Background Given the rapid brain growth that occurs during the third trimester, optimal nutrition offers a potential way to improve neurodevelopmental outcome in preterm infants. This pilot study aimed to explore the relationship between nutrient intake and neurodevelopmental outcome at 24 months corrected gestational age (CGA).

Methods Detailed data on nutrient intake during hospital stay was collected using an electronic tool and paired with data from neurodevelopmental assessment using the Bayley Scales of Infant and Toddler-III carried out at 24 months CGA. Correlation and multiple linear regression analyses were conducted.

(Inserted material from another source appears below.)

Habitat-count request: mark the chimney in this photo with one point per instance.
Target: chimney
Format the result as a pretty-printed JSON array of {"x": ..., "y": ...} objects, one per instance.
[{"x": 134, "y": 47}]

Results Fifteen infants were included with mean (SD) gestational age and weight at birth of 26.6 (1.18) weeks and 867 (163 g) respectively. Mean protein and energy intakes in the first week after birth were regressed against Bayley III cognitive scores, with adjustment for sex and birth weight. Table 1 demonstrates the results for the individual factors with cognitive composite scores, and an overall model (r 2 = 0.449), which indicates that increased protein intake was associated with better outcome, whilst energy intake had a small negative effect.

Abstract 10.3 Table 1

Results of linear regression

Conclusion This study suggests that early protein intake is important for cognitive development, and that increasing energy intake in the face of static protein intake should be avoided in the first week of life.